Using FuzzyWuzzy with lookup tables

Based on this blog post, Entity extraction with the new lookup table feature in Rasa NLU, I am wondering if I am using the FuzzyWuzzy library correctly.

Basically when my custom component is processing the message. It iterates through the message tokens and utilizes the FuzzyWuzzy (GitHub - seatgeek/fuzzywuzzy: Fuzzy String Matching in Python) library to search through the lookup table. If it finds anything above a certain threshold, it will return the found entity.

Is this what the blog post had in mind or should I generally be doing something else to allow typos in lookup tables?

Anthony, that’s great that you’ve created FuzzyWuzzy component. It sounds like the right approach. Can you share your component? You can see examples of entity extractors in the Rasa project here. The Spacy entity extractor is a good example.

Have you tried running an evaluation of the results of your FuzzyWuzzy extractor vs. a lookup table?

In its current use, my Fuzzy component is able to catch stuff that the lookup table does not find but without messing with a few things, it will find too many extra entities. My main point of concern though is how it is being used. In its current implementation, its more of a brute force component just doing a search over a list on top of any CRF Entity Extraction. I was wondering if the blog post mentioned above had something else in mind.

My implementation is as follows:

class FuzzyExtractor(Component):
    name = "FuzzyExtractor"
    provides = ["entities"]
    requires = ["tokens"]
    defaults = {}
    language_list  ["en"]
    threshold = 90

    def __init__(self, component_config=None, *args):
        super(FuzzyExtractor, self).__init__(component_config)

    def train(self, training_data, cfg, **kwargs):
        pass

    def process(self, message, **kwargs):

        entities = list(message.get('entities'))

        # Get file path of lookup table in json format
        cur_path = os.path.dirname(__file__)
        if os.name == 'nt':
            partial_lookup_file_path = '..\\data\\lookup_master.json'
        else:
            partial_lookup_file_path = '../data/lookup_master.json'
        lookup_file_path = os.path.join(cur_path, partial_lookup_file_path)
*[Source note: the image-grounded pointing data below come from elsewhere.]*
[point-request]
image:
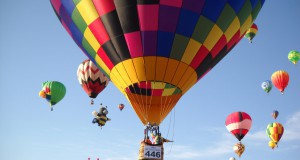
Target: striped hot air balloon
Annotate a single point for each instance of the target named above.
(154, 51)
(238, 123)
(92, 80)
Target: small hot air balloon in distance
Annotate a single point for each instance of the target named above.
(280, 79)
(275, 114)
(238, 123)
(121, 106)
(239, 149)
(267, 86)
(53, 92)
(272, 144)
(231, 158)
(92, 80)
(294, 56)
(275, 131)
(251, 32)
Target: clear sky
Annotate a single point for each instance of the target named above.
(36, 48)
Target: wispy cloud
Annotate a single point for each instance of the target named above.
(291, 130)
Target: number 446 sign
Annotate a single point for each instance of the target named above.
(152, 152)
        with open(lookup_file_path, 'r') as file:
            lookup_data = json.load(file)['data']

            tokens = message.get('tokens')

            for token in tokens:

                # STOP_WORDS is just a dictionary of stop words from NLTK
                if token.text not in STOP_WORDS:

                    fuzzy_results = process.extract(
                                             token.text, 
                                             lookup_data, 
                                             processor=lambda a: a['value'] 
                                                 if isinstance(a, dict) else a, 
                                             limit=10)
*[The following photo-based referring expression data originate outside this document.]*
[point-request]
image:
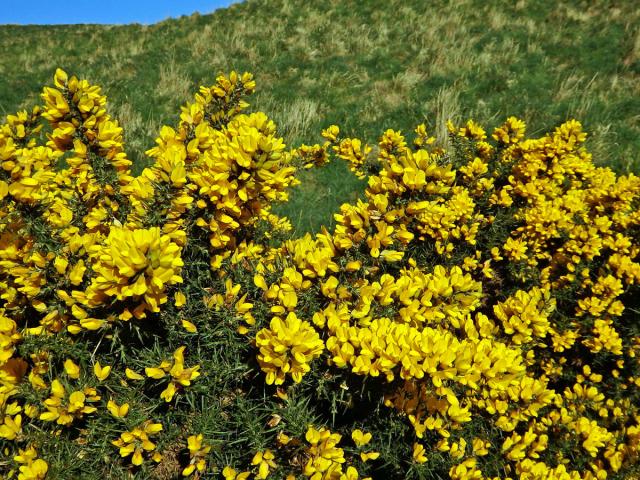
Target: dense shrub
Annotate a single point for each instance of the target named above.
(474, 316)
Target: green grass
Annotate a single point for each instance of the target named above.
(367, 65)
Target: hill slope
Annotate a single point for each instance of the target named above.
(366, 65)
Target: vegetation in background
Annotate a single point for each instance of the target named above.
(366, 65)
(474, 316)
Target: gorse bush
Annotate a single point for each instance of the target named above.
(474, 316)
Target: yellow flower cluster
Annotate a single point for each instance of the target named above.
(477, 329)
(287, 347)
(84, 246)
(486, 297)
(180, 376)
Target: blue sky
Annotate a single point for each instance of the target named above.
(48, 12)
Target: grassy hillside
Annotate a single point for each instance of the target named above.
(366, 65)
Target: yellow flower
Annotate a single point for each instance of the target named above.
(72, 369)
(360, 438)
(116, 410)
(197, 451)
(287, 347)
(136, 442)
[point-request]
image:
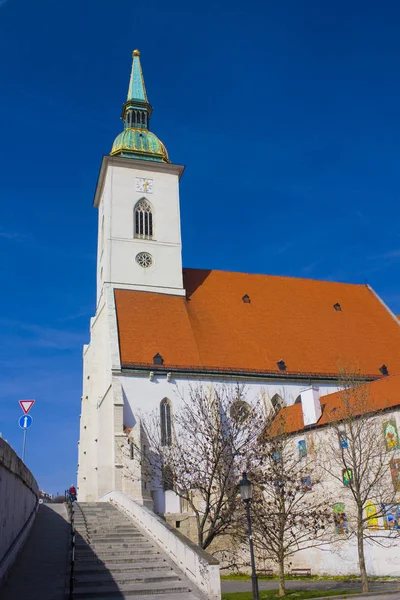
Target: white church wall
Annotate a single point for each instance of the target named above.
(144, 396)
(97, 382)
(105, 444)
(117, 246)
(340, 556)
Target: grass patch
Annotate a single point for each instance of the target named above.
(245, 577)
(290, 594)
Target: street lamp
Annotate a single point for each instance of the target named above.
(246, 492)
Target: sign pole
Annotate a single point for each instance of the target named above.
(23, 446)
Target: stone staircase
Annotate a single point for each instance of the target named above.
(114, 559)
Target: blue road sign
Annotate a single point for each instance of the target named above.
(25, 421)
                    for result, confidence in fuzzy_results:
                        if confidence >= self.threshold:
                            entities.append({
                                "start": token.offset,
                                "end": token.end,
                                "value": token.text,
                                "fuzzy_value": result["value"],
                                "confidence": confidence,
                                "entity": result["entity"]
                            })

        file.close()

        message.set("entities", entities, add_to_output=True)

This looks correct to me. Although you would want to load the lookup table in init call before putting this in production.

@ap_rasa Hi Anthony, I am trying to do pretty much the same thing, that you did here already, so thanks for providing this code first and foremost, as it will speed up my development time a lot. :slight_smile: Did you have any other learnings trying to implement this? Did you do any changes or ran into issues? Any input is greatly appreciated!

Hey, the only issues that we had to deal with was latency and essentially the FuzzyWuzzy library finding too many items.

In the implementation above, you see that it searches through all qualified tokens that were found. Depending on the message coming in, this might be a little too slow so I had to experiment around with deciding which word truly needed to be searched in addition to the stop words set (in the code its a dictionary). I am currently experimenting around with the idea of only searching through entities that were found at this point. This means your models have to be good enough to find the generally correct entities in the first place.

The next issue was finding too many candidates once the fuzzy search executes. You can tweak the threshold score built into the library but I also made a brevity penalty that got added on to the threshold score to come to a final value. Pretty much the length of the fuzzy result minus the length of the searched value.

Hope this helps.

Hi @stephens ,

Actually i am new one to Rasa. i having some doubts about NER entity extraction with lookup table.

for example today i have some product(Apple, strawberry, pineapple) in my MySQL product table, today i have created intent and entities with above mentioned 3 products which i am having in my database.

but in daily cases i will add new products(Milk, Rice) in MySQL table, how can i identify new product as entity. how can i achieve this??

Please give me some suggestion. @ap_rasa

Hi Siva,

You could have a process that is run at a regular interval or triggered when a SQL update occurs. The process would export the list of products to a lookup table and then kick off model training and updating of the bot.

Greg

Thanks for your response @stephens, i’ll follow your steps. thanks once again.

Can anyone show me your config file with fuzzywuzzy using in it. i don’t know where to place it in the pipeline.